Nevertheless, Selecta management are insisting on ploughing on with a phase III trial due to start in the first half of 2018. With no changes to the treatment protocol planned, this stance could raise fears that this study will also disappoint.
In the latest trial of 79 patients, fewer than half on the highest dose regimen were able to maintain their serum uric acid (SUA) levels after completing the complex “3+2” treatment cycle of the study.
One of the biggest issues with uricase enzyme therapy for treating gout is that patients eventually become intolerant of the enzymes, developing anti-drug antibodies (ADA) that reduce the effectiveness of the treatment.
Selecta had been hoping to overcome this by using its proprietary nanoparticle product SVP-rapamycin combined with pegsiticase, which together it calls SEL-212. The biodegradable nanoparticles in SVP-rapamycin contain immunomodular adjuvant components, which the group had expected would help induce tolerance of pegsiticase.
But rather than continuously dose SVP-rapamycin, Selecta had been hoping that its “3+2 teach and treat” dosing schedule would condition patients to maintain their tolerance of pegsiticase.
As part of the protocol patients were given three “teach and treat” doses of pegsiticase and SVP-rapamycin every 28 days, in the hope that adding SVP-rapamycin would teach the immune system to become tolerant to pegsiticase. This was followed by two “treat” doses of pegsiticase alone.
However, once treatment with SVP-rapamycin stopped, most patients rapidly became intolerant of pegsiticase and both their SUA and ADA levels rose, indicating immunogenicity.

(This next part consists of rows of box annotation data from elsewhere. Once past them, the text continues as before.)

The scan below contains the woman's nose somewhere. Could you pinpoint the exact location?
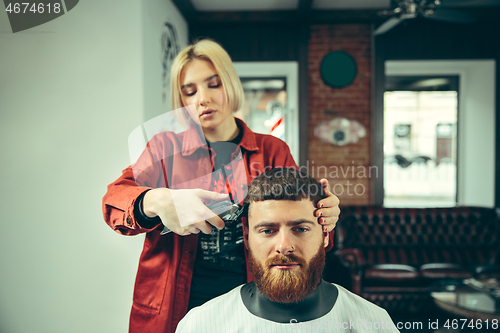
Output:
[198,88,211,106]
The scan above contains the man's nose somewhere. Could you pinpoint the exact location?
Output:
[276,231,295,256]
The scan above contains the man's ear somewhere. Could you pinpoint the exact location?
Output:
[241,217,248,250]
[322,227,330,248]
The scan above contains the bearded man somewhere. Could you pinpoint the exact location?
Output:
[176,168,399,333]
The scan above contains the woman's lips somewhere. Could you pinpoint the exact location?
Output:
[200,109,215,119]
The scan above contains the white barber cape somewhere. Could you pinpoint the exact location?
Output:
[176,284,399,333]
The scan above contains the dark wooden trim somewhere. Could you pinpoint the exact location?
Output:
[371,26,386,205]
[172,0,198,25]
[193,9,384,24]
[297,25,309,166]
[297,0,313,11]
[495,58,500,208]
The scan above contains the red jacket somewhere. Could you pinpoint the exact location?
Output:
[103,119,297,333]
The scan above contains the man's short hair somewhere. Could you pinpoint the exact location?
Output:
[245,168,327,207]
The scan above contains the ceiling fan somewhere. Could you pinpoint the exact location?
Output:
[373,0,492,35]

Speaking on a conference call, Werner Cautreels, Selecta’s chief executive, said that while the dose of SVP-rapamycin and pegsiticase to be tested had yet to be decided, a phase III trial would start in the first half of 2018. Stifel analysts commented that the 70% response rate at three to four months was significantly better than anything seen before for the tolerance of uricase enzymes by gout patients, so perhaps the company sees a glimmer of hope for approval here.
Still, given the phase II results another logical step would have been revisiting the treatment protocol – potentially increasing the duration over which SVP-rapamycin was dosed. But Mr Cautreels insisted that there would be no change to the current “3+2” paradigm.
Gout has proved troublesome for many companies. Last year, Astrazeneca threw in the towel when it sold lesinurad to Ironwood Pharmaceuticals for an up-front fee of just $100m, despite having acquired it through the $1.3bn purchase of Ardea Biosciences. The project had been dogged by toxicity issues at higher doses and questions about efficacy at lower levels.
Horizon Pharma has also been the beneficiary of other companies’ difficulties in gout. In 2015 it spent $510m purchasing Crealta, owner of Krystexxa. Crealta had itself acquired Savient, Krystexxa’s originator, for just $120m following safety concerns.
With a better safety profile than its rivals, Selecta must hope that it has not squandered this advantage by not seeking to test a more effective pivotal treatment protocol.